Critique : My Sextortion Diary
par Olivia Popp
- Dans son deuxième long-métrage, Patricia Franquesa envisage sa propre histoire en tant que victime d'extorsion sexuelle et retrace sa quête pour reprendre le contrôle du récit de sa vie

“La sextorsion est la forme dominante d'abus lié aux images intimes depuis 2022, selon les constats du standard téléphonique Revenge Porn Helpline”, peut-on lire sur l'écran au début de My Sextortion Diary de Patricia Franquesa, qui a fait sa première mondiale dans le cadre de la compétition longs-métrages documentaires de SXSW. Donnant un tour subversif à l'obsession actuelle pour le "true crime" et les documentaires sur le côté obscur de la nature humaine, la réalisatrice espagnole reprend le contrôle de sa propre histoire de chantage sexuel. L'angle étant personnel, et non celui d'un documentaire d'investigation, elle a endossé pour ce film tous les plus grands rôles : scénariste, réalisatrice, cheffe opératrice, monteuse et productrice. Par la force de sa prémisse et l'effort qu'il fait pour intriguer plutôt que sensationnaliser, le film rattrape largement son manque de substance visuel en seulement 64 minutes.

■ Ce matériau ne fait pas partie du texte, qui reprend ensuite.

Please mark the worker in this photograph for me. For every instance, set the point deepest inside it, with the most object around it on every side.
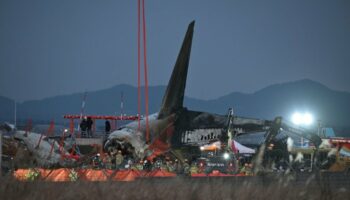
(119, 160)
(89, 123)
(186, 167)
(194, 169)
(107, 128)
(83, 127)
(244, 169)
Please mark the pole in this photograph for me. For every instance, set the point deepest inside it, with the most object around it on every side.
(0, 153)
(15, 114)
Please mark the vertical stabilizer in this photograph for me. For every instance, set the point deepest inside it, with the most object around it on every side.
(174, 94)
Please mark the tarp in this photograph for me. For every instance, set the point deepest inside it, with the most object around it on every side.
(57, 175)
(126, 175)
(243, 149)
(160, 173)
(92, 175)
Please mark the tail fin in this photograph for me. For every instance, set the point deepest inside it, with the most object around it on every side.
(174, 95)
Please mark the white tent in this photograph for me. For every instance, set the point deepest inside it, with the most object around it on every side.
(242, 149)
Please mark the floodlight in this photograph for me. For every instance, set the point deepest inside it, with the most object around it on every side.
(297, 118)
(226, 156)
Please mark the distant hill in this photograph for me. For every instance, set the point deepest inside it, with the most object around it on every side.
(6, 108)
(332, 107)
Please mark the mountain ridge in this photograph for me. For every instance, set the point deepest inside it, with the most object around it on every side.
(330, 106)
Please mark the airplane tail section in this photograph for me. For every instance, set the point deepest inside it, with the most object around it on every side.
(174, 94)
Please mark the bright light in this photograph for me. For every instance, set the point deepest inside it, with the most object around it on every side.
(297, 118)
(302, 119)
(308, 119)
(226, 156)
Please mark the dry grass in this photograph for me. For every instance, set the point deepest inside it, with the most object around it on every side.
(180, 188)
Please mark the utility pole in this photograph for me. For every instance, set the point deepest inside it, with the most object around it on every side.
(0, 153)
(15, 123)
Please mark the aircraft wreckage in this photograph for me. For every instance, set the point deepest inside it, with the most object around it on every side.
(173, 130)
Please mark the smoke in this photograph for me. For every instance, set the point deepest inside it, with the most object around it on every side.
(332, 152)
(325, 144)
(299, 157)
(290, 143)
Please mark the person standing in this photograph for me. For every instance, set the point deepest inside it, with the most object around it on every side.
(83, 127)
(119, 160)
(107, 128)
(89, 123)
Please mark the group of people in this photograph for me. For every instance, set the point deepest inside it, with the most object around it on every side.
(117, 161)
(86, 127)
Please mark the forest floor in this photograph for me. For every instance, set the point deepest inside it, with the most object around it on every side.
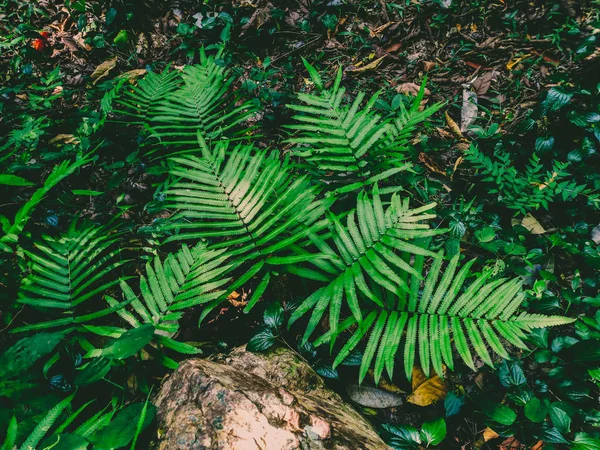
(494, 65)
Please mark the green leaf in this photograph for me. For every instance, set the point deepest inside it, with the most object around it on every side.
(86, 192)
(129, 343)
(511, 374)
(65, 441)
(432, 433)
(536, 410)
(560, 419)
(401, 437)
(585, 441)
(13, 180)
(557, 98)
(123, 428)
(261, 341)
(22, 355)
(273, 315)
(500, 413)
(11, 435)
(453, 403)
(93, 371)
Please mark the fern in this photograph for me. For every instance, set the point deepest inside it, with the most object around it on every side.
(176, 107)
(481, 315)
(349, 145)
(14, 230)
(185, 279)
(46, 423)
(69, 270)
(366, 254)
(243, 200)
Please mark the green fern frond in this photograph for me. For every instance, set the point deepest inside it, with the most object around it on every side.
(249, 201)
(348, 143)
(442, 312)
(69, 270)
(46, 423)
(182, 280)
(365, 253)
(59, 173)
(177, 106)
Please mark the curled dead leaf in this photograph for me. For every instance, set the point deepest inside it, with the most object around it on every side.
(453, 126)
(133, 74)
(426, 391)
(372, 65)
(103, 69)
(532, 224)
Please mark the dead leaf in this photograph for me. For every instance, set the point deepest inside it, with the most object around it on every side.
(426, 390)
(64, 138)
(532, 225)
(482, 83)
(457, 163)
(372, 65)
(513, 62)
(133, 74)
(510, 443)
(429, 65)
(258, 18)
(393, 48)
(487, 435)
(453, 126)
(469, 109)
(372, 397)
(103, 69)
(430, 164)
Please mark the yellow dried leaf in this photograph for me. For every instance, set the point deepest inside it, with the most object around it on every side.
(103, 69)
(370, 66)
(453, 126)
(426, 390)
(487, 435)
(532, 225)
(133, 74)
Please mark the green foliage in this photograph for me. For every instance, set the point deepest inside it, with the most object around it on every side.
(352, 146)
(176, 107)
(68, 271)
(531, 189)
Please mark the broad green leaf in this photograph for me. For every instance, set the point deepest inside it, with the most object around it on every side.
(536, 410)
(123, 427)
(129, 343)
(432, 433)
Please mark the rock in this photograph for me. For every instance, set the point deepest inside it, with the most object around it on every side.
(373, 397)
(256, 401)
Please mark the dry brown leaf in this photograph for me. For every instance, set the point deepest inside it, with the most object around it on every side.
(487, 435)
(372, 65)
(532, 225)
(133, 74)
(103, 69)
(513, 62)
(468, 111)
(429, 65)
(482, 83)
(510, 443)
(430, 164)
(453, 126)
(411, 89)
(393, 48)
(64, 138)
(457, 163)
(426, 390)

Franquesa (désignée dans le film par son surnom, Pati) arrive à Madrid, où son ex l'invite à déjeuner dans un bistrot. Là, elle se fait voler son ordinateur. Plus tard, elle reçoit un email l'informant qu'il a été piraté et que les photos d'elle nue qui y ont été trouvées seront publiées à moins qu'elle ne paie 2400 dollars américains au hacker avant une date limite établie. Pati se rend compte qu'elle est victime d'extorsion sexuelle. La police ne lui étant d'aucune aide, Pati doit décider comme procéder, tandis que le hacker se fait de plus en plus agressif. L'élément méta principal du film est que Pati aussi se met à travailler sur un documentaire sur la sextortion qu'elle est en train de subir, sous le titre provisoire tout aussi évocateur de “Digital Vagina”, qui finit par être changé en faveur de My Sextortion Diary.

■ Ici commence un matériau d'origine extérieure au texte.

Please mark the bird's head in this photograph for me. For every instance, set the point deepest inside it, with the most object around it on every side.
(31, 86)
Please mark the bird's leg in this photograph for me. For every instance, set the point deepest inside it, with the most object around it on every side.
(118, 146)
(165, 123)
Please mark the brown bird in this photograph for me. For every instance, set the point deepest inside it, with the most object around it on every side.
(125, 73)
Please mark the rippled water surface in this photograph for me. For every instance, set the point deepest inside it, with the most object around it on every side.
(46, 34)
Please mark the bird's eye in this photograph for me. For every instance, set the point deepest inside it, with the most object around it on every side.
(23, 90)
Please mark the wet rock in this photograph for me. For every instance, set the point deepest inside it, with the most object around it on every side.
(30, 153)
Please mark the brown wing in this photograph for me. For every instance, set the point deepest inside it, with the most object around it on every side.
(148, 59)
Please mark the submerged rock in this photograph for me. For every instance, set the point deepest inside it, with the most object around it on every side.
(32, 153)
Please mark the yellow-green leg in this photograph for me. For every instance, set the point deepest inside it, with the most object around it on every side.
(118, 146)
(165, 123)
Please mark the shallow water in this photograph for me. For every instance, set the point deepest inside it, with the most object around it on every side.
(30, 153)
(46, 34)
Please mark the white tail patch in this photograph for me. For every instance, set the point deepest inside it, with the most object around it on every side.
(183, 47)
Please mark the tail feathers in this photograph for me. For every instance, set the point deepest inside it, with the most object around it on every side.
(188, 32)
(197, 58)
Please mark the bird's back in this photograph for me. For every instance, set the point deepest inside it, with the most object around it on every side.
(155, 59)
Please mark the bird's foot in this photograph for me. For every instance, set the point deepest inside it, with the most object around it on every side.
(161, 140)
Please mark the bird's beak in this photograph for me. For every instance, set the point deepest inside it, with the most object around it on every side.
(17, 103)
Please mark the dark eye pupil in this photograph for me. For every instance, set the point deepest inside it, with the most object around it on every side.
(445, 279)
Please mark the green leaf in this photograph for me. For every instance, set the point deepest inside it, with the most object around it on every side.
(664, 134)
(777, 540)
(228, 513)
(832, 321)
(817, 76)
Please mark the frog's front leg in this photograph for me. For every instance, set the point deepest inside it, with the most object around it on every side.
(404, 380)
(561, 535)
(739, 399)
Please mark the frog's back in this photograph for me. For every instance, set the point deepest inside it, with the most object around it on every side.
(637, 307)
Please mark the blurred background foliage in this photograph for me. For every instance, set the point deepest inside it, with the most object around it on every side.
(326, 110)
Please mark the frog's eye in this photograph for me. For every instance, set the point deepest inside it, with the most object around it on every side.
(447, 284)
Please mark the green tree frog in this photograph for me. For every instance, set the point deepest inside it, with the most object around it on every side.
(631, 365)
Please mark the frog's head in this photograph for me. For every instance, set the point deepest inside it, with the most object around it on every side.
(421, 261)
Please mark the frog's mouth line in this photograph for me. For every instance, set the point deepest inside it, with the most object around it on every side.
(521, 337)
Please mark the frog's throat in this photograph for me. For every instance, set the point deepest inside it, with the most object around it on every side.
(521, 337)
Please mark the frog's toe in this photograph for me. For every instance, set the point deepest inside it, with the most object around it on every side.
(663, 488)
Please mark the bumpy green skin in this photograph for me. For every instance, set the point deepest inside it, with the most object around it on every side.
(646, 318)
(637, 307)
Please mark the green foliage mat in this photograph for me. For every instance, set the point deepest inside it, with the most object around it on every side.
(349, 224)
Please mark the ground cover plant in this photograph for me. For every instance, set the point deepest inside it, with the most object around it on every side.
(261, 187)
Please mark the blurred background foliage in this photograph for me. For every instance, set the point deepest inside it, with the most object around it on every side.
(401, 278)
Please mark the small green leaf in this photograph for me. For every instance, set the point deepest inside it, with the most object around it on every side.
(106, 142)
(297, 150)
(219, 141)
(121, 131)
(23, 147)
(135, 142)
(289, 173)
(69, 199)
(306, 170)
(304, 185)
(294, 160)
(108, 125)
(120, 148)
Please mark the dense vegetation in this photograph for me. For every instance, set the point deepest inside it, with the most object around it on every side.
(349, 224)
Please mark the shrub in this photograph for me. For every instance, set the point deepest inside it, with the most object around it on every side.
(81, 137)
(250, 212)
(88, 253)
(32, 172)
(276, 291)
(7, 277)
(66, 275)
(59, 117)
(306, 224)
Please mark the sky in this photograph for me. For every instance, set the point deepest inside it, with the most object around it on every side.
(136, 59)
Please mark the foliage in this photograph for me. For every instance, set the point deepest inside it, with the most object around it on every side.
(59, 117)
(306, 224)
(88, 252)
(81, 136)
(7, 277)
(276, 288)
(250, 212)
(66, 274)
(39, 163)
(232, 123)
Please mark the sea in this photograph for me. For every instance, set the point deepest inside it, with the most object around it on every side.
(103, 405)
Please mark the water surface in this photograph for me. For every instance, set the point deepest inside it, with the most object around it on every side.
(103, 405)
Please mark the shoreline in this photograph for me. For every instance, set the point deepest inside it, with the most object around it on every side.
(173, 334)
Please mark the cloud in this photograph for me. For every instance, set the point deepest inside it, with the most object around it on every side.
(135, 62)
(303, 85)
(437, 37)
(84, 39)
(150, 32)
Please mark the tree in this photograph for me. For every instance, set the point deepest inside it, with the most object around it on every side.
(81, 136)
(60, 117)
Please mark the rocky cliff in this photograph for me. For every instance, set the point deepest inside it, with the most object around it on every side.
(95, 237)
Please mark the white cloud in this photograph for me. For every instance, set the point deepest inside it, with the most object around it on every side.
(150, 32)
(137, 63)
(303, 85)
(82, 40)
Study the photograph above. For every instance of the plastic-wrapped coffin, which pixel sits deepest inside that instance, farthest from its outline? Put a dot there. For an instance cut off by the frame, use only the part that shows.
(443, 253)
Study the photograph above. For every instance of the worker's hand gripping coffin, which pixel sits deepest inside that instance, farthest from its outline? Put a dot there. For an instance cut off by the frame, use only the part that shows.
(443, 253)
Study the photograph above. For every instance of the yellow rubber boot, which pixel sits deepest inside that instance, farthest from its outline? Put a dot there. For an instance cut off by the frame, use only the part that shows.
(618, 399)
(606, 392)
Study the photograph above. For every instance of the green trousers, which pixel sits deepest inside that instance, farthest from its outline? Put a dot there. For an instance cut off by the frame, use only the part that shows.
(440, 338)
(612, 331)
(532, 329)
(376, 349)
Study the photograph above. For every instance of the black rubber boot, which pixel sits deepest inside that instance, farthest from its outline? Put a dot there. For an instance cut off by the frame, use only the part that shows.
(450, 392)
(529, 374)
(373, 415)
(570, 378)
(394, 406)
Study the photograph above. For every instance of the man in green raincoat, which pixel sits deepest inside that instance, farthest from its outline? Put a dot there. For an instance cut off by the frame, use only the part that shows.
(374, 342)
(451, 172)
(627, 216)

Ce nouveau film de Franquesa est un travail courageux et extrêmement personnel d'auto-archivage sous forme de collage autoethnographique. La cinéaste aux mille rôles travaille à rebours pour reconstituer les événements, principalement à travers des vidéos préexistantes, tournées sur portable, qui montrent sa vie quotidienne. Celles-ci comprennent des conversations reconstituées entre Pati et ses amis ainsi que des séquences (réalisées avec l'aide de l'ingé-son Laia Casanovas) de lecture à voix haute, dans leur traduction anglaise, des emails envoyés par le maître-chanteur en espagnol.
Tandis que la police continue d'échouer à arrêter le hacker (un policier va même jusqu'à harceler Pati en lui demandant de prendre des photos de nu de lui et sa femme) , Pati se réapproprie son histoire. Hélas, on voit très peu de clips de Pati au-delà des vidéos captures d'écran où on la voit faire des recherches sur internet. Les passages où on la voit directement sont très rares. L'écran noir constitue la base du cadre, et des vidéos de téléphone verticales ainsi que des photos lui sont superposées. Si ce recours formel est inventif, le plus gros du film consiste en une voix off accompagnant ce qu'on pourrait considérer comme du simple B-roll et hélas, ce choix sape en grande partie l'impact affectif de cette histoire de tentative de suppression de la sexualité féminine, laissant le spectateur dans les limites de l'espace numérique alors même que les effets de la chose vont beaucoup plus loin.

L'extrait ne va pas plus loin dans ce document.